Films | FILM – Chaurahen

FILM – Chaurahen

Posted by FATEMA H.KAGALWALA on March 16, 2012 | No Comments

FILM – Chaurahen
PRODUCER – Pramod Ojha
DIRECTOR – Rajshree Ojha
WRITER –Rajshree Ojha, Anuvab Pal
CAST – Zeenat Aman, Victor Banerjee, Kiera Chaplin, Roopali Ganguly, Soha Ali Khan, Ankur Khanna, Karthik Kumar
MUSIC – Manikan Kadri

Several stories of unconnected people joined together by a single theme is no longer a new form of narrative. Chaurahen takes multiple characters and yokes them with the distress of being stuck in the past.

The title, ‘Chaurahen’ means cross-roads, at once evoking images of turmoil, choices, decisions and emotional turbulence. There is a Bengali couple whose marriage has come to the edge for the lack of accepting their child’s death for two decades. There is a Malayali family groping with the fresh sorrow of their soldier son passing away. There is a young man refusing to change anything about the room his late father inhabited. There is a young foreigner girl seeking momentum after having torn herself away from her roots. They are offset by people who yearn to move on; a dreamy, philosophical girl wanting to find herself by drifting and a young homosexual trying to grope with being the second-best with his parents.

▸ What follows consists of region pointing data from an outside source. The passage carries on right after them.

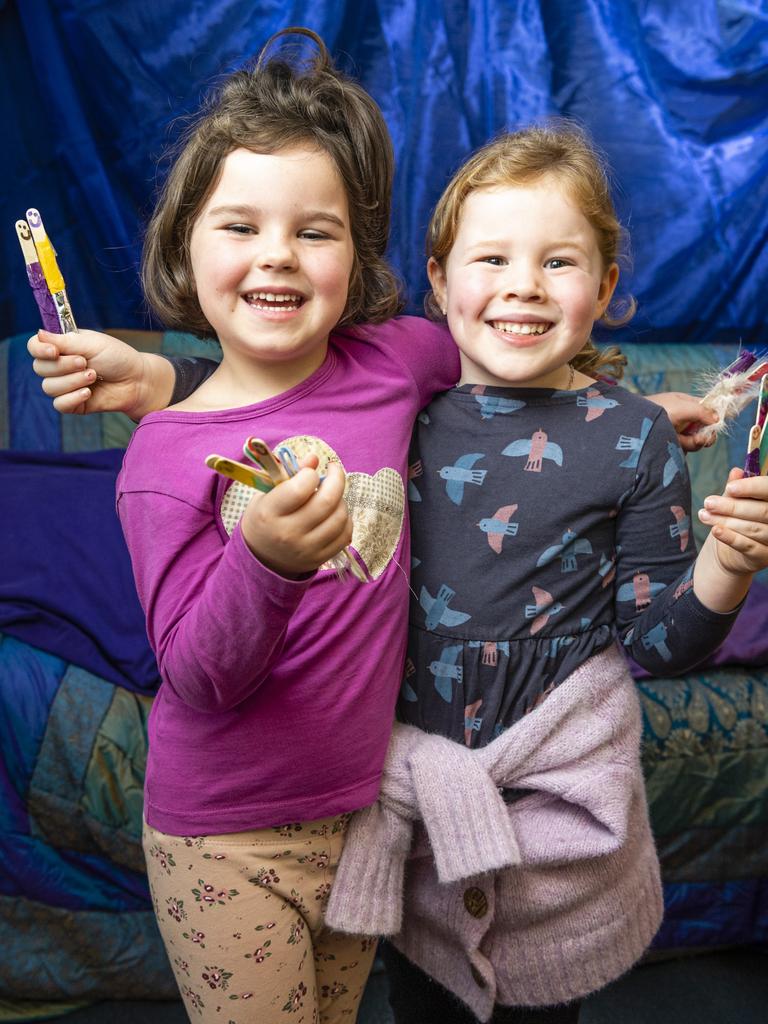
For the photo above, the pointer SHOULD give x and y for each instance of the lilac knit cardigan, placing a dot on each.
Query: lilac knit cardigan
(532, 903)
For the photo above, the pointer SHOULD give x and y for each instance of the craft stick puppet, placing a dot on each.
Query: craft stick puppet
(44, 275)
(268, 470)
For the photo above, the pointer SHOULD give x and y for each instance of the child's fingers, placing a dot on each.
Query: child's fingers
(59, 367)
(753, 550)
(74, 401)
(57, 387)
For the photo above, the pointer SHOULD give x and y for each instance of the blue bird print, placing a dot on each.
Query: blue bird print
(542, 611)
(460, 473)
(568, 550)
(471, 721)
(556, 644)
(674, 465)
(414, 470)
(685, 584)
(655, 639)
(491, 649)
(493, 404)
(595, 403)
(407, 690)
(681, 526)
(537, 449)
(634, 444)
(498, 526)
(437, 608)
(607, 568)
(641, 591)
(445, 671)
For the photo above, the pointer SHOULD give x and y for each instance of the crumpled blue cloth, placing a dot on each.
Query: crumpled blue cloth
(67, 585)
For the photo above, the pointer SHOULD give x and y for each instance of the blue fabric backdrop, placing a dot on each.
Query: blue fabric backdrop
(675, 91)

The film draws a rich tapestry of characters deeply caught in their past and contrasts their actions with a poetic and free-flowing narrative. But the manner of speaking it adopts is halting, largely an editing flaw. Lives of characters remain separate chapters rather than flowing in and out seamlessly. There is a distinct attempt to remain sublime and the dialogue is clearly written to that end. But unfortunately the effort to be evolved becomes obtuse and unengaging. The tone is earnest but result awkward.

The film is filled with a heavy-weight cast and from across several regional industries. There is Victor Banerjee and Roopa Ganguly, stalwarts of Bengali cinema, Arundhati Nag, veteran South Indian actress and a multi-lingual theatre personality, Zeenat Aman, yester-year Bollywood’s ultra glam queen and Keira Chaplin, Charlie Chaplin’s great-grand-daughter among others. Yet, somehow the film fails to become a captivating narrative of poetic expression it strives so hard to be. Most interactions seem staged and the ones that require flourish are unfortunately subdued by an understated treatment.

The choice of using English also goes wrong for the film. Flitting between clipped, correct accents and native tones, the film fluctuates between its own world of expression even if remaining true to its characters’. The language and the articulation of poetic lines makes the performances also seem far more theatrical than warranted.

The film is a journey piece, meant to be savour bite-by-bite. It is an original and honest attempt at creative exploration, but one that unfortunately does not really come alive most of the time.